Please see the section below on how to configure the GafferPop properties file.

Once the GafferPop properties file has been added, if you start the REST API a Gremlin websocket will be available at localhost:8080/gremlin by default. To connect to this socket you must use the GraphSON v3 format. Most standard Gremlin tools already default to this however, if connecting using gremlinpython you must set it in the driver connection like:

from gremlin_python.driver.serializer import GraphSONSerializersV3d0

g = traversal().with_remote(DriverRemoteConnection('ws://localhost:8080/gremlin', 'g', message_serializer=GraphSONSerializersV3d0()))

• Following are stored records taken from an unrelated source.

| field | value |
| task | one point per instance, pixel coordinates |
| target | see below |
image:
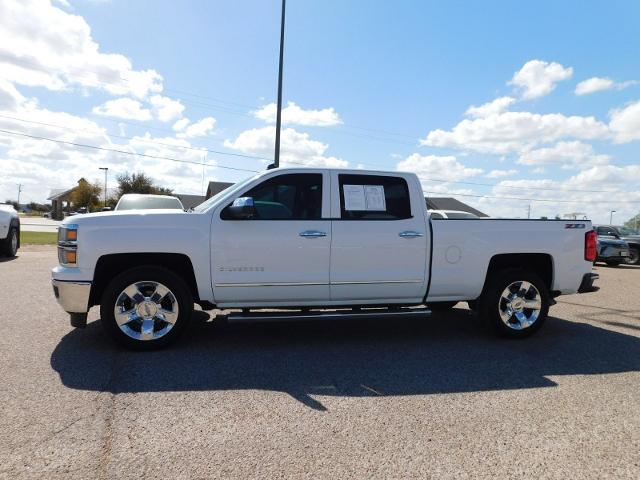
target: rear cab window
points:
(373, 197)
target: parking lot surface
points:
(436, 398)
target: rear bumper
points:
(587, 283)
(73, 296)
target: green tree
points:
(139, 183)
(12, 202)
(86, 194)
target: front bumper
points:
(73, 296)
(587, 283)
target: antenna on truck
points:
(276, 156)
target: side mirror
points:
(242, 208)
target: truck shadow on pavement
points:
(444, 354)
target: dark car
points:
(629, 235)
(612, 251)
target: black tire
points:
(173, 282)
(490, 302)
(441, 306)
(9, 246)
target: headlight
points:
(68, 245)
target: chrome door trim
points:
(375, 282)
(410, 234)
(274, 284)
(312, 234)
(305, 284)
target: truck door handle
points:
(312, 234)
(410, 234)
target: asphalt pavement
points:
(431, 398)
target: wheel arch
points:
(539, 263)
(108, 266)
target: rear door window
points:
(373, 197)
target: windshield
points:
(148, 203)
(461, 215)
(233, 188)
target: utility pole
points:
(276, 156)
(106, 169)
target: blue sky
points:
(377, 85)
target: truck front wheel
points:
(515, 303)
(146, 307)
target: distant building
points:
(60, 199)
(448, 203)
(216, 187)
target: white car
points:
(438, 214)
(9, 230)
(138, 201)
(353, 241)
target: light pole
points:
(106, 169)
(276, 156)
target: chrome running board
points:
(285, 316)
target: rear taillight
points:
(590, 246)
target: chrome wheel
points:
(146, 310)
(520, 305)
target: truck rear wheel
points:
(10, 246)
(515, 303)
(145, 308)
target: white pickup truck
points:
(314, 243)
(9, 230)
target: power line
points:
(203, 149)
(156, 157)
(535, 199)
(140, 139)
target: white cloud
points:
(126, 108)
(200, 128)
(436, 167)
(292, 114)
(165, 108)
(10, 98)
(44, 46)
(565, 154)
(296, 148)
(625, 123)
(538, 78)
(494, 107)
(596, 84)
(181, 124)
(515, 131)
(501, 173)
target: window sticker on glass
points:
(354, 197)
(374, 197)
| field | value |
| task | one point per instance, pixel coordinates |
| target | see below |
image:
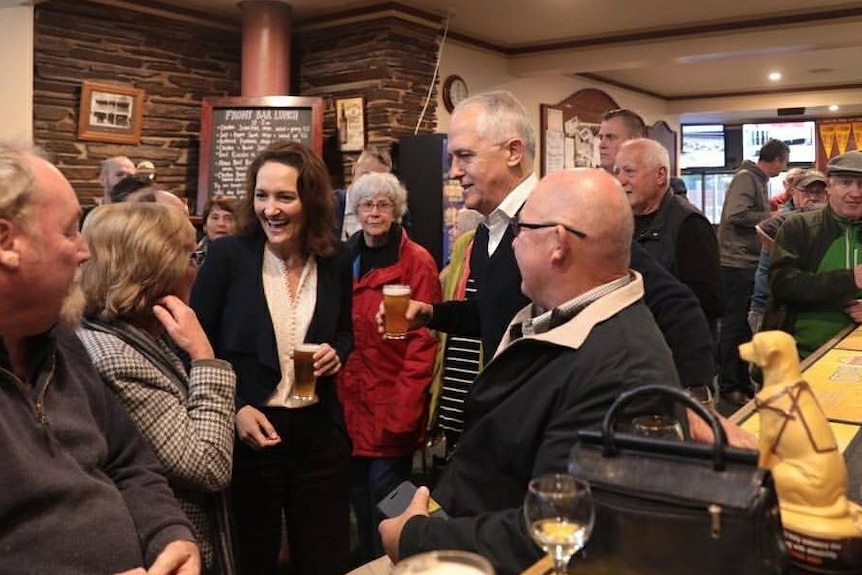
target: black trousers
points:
(306, 478)
(738, 287)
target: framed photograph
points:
(350, 114)
(110, 113)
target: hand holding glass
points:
(303, 370)
(444, 563)
(558, 510)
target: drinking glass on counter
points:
(396, 298)
(444, 563)
(303, 369)
(658, 426)
(558, 510)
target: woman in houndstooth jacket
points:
(136, 283)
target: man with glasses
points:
(586, 338)
(815, 275)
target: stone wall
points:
(176, 63)
(389, 61)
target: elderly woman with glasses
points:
(284, 281)
(383, 386)
(137, 284)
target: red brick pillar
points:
(265, 48)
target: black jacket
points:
(522, 418)
(80, 490)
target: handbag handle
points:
(720, 437)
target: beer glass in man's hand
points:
(396, 298)
(303, 370)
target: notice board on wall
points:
(235, 129)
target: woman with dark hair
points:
(284, 282)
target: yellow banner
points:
(842, 136)
(827, 138)
(857, 134)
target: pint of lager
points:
(303, 370)
(396, 298)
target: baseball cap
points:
(849, 163)
(809, 177)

Configuring the GafferPop Library

The gafferpop.properties, file is the configuration for GafferPop. If using the REST API there is no mandatory properties you need to set since you already will have configured the Graph in the existing store.properties file. However, adding some default values in for operation modifiers, such as a limit for GetAllElement operations, is good practice.

# Default operation config
gaffer.elements.getalllimit=5000
gaffer.elements.hasstepfilterstage=PRE_AGGREGATION

A full breakdown of the available properties is as follows:

Note

Many of these are for standalone GafferPop Graphs so may be ignored if using the REST API.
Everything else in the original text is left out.